According to The Age newspaper in Melbourne, the Department of Home Affairs is investigating the various issues Djokovic addressed in his social media post – his incorrect Australia Travel Declaration, his reported failure to comply with Covid-19 rules in Serbia and questions about the date of his Covid test – in addition to Hawke’s investigation into his medical exemption.
The reception from Djokovic’s colleagues continues to be mixed. João Sousa, a Portuguese veteran and longtime top 100 player, described Djokovic’s attitude as “a little selfish” towards his fellow players, a top 100 field that is now 97% vaccinated according to the ATP.
“I can put myself in his shoes and understand what he’s going through,” he said, according to Bola Amarela. “I understand that it’s what he believes in, but it’s a little selfish towards his colleagues in the profession because many of us – not me – didn’t want to get vaccinated and we had to do it in order to play. It was the rules. It turns out to be a rule that Djokovic managed to get around.”
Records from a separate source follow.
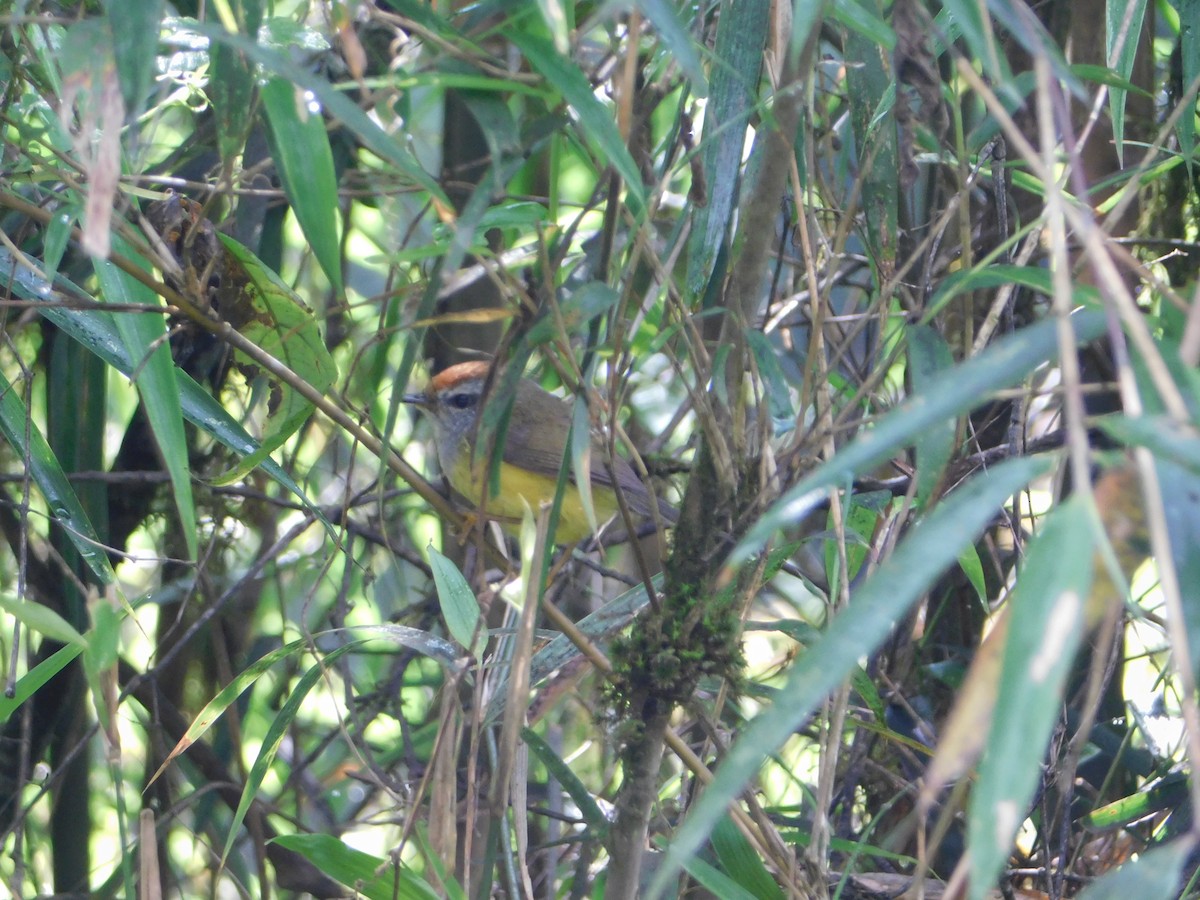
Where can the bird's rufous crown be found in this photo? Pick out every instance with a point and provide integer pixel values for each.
(456, 375)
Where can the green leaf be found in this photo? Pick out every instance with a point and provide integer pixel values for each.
(369, 875)
(459, 604)
(679, 45)
(65, 507)
(1189, 58)
(1122, 23)
(232, 84)
(271, 316)
(29, 684)
(1045, 625)
(135, 30)
(919, 559)
(300, 147)
(43, 621)
(1153, 875)
(742, 863)
(952, 393)
(274, 737)
(226, 697)
(715, 881)
(597, 121)
(598, 823)
(741, 39)
(145, 341)
(96, 330)
(339, 106)
(983, 279)
(928, 355)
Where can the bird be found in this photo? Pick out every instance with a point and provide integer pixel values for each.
(533, 453)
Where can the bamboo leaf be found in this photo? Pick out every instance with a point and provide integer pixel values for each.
(933, 545)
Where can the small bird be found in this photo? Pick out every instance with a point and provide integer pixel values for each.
(533, 454)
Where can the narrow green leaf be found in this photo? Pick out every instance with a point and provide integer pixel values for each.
(1045, 625)
(928, 355)
(29, 683)
(459, 604)
(271, 316)
(741, 39)
(972, 568)
(597, 121)
(575, 789)
(300, 147)
(43, 621)
(274, 737)
(952, 393)
(1155, 875)
(339, 106)
(1122, 24)
(933, 545)
(742, 863)
(682, 47)
(715, 881)
(870, 85)
(1189, 59)
(135, 29)
(145, 341)
(96, 330)
(65, 507)
(369, 875)
(984, 277)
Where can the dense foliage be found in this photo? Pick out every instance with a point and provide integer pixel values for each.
(894, 303)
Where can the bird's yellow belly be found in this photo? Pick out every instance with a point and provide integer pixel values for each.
(517, 484)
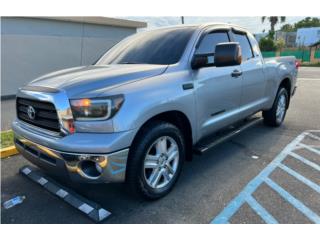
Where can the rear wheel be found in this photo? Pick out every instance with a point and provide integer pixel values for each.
(275, 116)
(155, 160)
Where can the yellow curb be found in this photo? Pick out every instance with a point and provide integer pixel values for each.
(8, 151)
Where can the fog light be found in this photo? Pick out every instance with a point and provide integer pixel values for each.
(99, 169)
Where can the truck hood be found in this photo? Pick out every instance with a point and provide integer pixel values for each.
(88, 81)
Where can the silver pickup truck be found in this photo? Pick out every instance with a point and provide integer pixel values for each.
(148, 103)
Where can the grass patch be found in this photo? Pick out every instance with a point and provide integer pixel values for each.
(6, 139)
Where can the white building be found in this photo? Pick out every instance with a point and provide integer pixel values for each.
(307, 36)
(31, 47)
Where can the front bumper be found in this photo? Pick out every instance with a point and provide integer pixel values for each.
(80, 167)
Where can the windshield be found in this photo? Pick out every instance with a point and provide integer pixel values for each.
(164, 47)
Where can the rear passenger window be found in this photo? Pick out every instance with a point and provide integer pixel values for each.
(208, 44)
(245, 46)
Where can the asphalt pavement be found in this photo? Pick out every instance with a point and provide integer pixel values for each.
(211, 185)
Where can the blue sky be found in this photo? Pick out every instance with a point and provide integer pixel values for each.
(253, 24)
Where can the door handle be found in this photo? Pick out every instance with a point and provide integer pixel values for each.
(236, 73)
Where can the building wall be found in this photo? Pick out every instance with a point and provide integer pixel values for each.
(308, 36)
(31, 47)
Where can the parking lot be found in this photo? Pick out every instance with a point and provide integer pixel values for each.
(261, 175)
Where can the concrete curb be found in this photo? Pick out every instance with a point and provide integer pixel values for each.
(8, 151)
At a time when politicians have been roundly critical of Djokovic, a sympathetic voice has come in the form of Matt Canavan, a National party senator, who stressed the necessity of de-escalating the situation.
“I don’t want to live in a world of strict bureaucracy when if we make a mistake on a form we are hauled off to jail. If there’s been an error or a lie, he needs to be questioned again and see how or why that happened,” he said.
Meanwhile, the Women’s Tennis Association has addressed the deportation of Renata Voracova, the Czech doubles specialist who was detained by Australian Border Force and deported after Djokovic’s run-in with the authorities.
“Renata Voracova followed these rules and procedures, was cleared for entry upon her arrival, competed in an event and then suddenly had her visa cancelled when she had done nothing wrong,” said the WTA.
Unlike Djokovic, Voracova has placed blame on Tennis Australia and in a recent interview with AFP she said she expects compensation from the governing body.